[The History of The Decline and Fall of the Roman Empire by Edward Gibbon]@TWC D-Link book
The History of The Decline and Fall of the Roman Empire

CHAPTER L: Description Of Arabia And Its Inhabitants
5/14

A single robber, or a few associates, are branded with their genuine name; but the exploits of a numerous band assume the character of lawful and honorable war.

The temper of a people thus armed against mankind was doubly inflamed by the domestic license of rapine, murder, and revenge.

In the constitution of Europe, the right of peace and war is now confined to a small, and the actual exercise to a much smaller, list of respectable potentates; but each Arab, with impunity and renown, might point his javelin against the life of his countrymen.
The union of the nation consisted only in a vague resemblance of language and manners; and in each community, the jurisdiction of the magistrate was mute and impotent.

Of the time of ignorance which preceded Mahomet, seventeen hundred battles are recorded by tradition: hostility was imbittered with the rancor of civil faction; and the recital, in prose or verse, of an obsolete feud, was sufficient to rekindle the same passions among the descendants of the hostile tribes.
In private life every man, at least every family, was the judge and avenger of his own cause.

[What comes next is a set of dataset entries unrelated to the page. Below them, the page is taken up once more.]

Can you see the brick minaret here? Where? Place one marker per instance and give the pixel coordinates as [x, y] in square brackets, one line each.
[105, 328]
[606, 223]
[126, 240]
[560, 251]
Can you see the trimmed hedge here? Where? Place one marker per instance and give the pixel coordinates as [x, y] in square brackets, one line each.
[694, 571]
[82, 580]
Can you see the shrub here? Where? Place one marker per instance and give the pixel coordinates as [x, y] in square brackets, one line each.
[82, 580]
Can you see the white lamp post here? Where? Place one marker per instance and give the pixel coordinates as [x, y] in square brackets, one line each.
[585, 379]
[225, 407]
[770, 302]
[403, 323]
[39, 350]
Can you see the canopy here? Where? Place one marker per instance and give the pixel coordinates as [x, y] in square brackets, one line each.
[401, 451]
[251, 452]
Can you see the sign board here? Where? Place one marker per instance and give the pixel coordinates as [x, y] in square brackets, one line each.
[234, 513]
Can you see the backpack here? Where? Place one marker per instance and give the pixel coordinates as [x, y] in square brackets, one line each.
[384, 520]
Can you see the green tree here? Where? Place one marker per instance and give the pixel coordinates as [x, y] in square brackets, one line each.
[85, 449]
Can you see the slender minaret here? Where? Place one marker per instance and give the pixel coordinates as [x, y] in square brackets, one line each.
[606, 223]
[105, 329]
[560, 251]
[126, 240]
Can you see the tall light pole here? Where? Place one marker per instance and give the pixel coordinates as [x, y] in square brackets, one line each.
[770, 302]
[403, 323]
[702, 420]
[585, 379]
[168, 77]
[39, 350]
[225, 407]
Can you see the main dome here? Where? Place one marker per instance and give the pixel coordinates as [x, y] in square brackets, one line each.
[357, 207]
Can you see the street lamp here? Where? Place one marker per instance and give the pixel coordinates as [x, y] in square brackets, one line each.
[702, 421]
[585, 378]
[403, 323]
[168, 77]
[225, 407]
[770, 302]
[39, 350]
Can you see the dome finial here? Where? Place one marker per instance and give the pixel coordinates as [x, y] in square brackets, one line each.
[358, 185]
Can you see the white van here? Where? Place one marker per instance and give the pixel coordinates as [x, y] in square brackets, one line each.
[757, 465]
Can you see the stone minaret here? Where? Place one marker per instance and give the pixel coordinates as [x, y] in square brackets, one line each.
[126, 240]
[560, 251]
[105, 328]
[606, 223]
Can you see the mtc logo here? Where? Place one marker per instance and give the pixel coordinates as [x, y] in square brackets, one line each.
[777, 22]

The nice sensibility of honor, which weighs the insult rather than the injury, sheds its deadly venom on the quarrels of the Arabs: the honor of their women, and of their _beards_, is most easily wounded; an indecent action, a contemptuous word, can be expiated only by the blood of the offender; and such is their patient inveteracy, that they expect whole months and years the opportunity of revenge.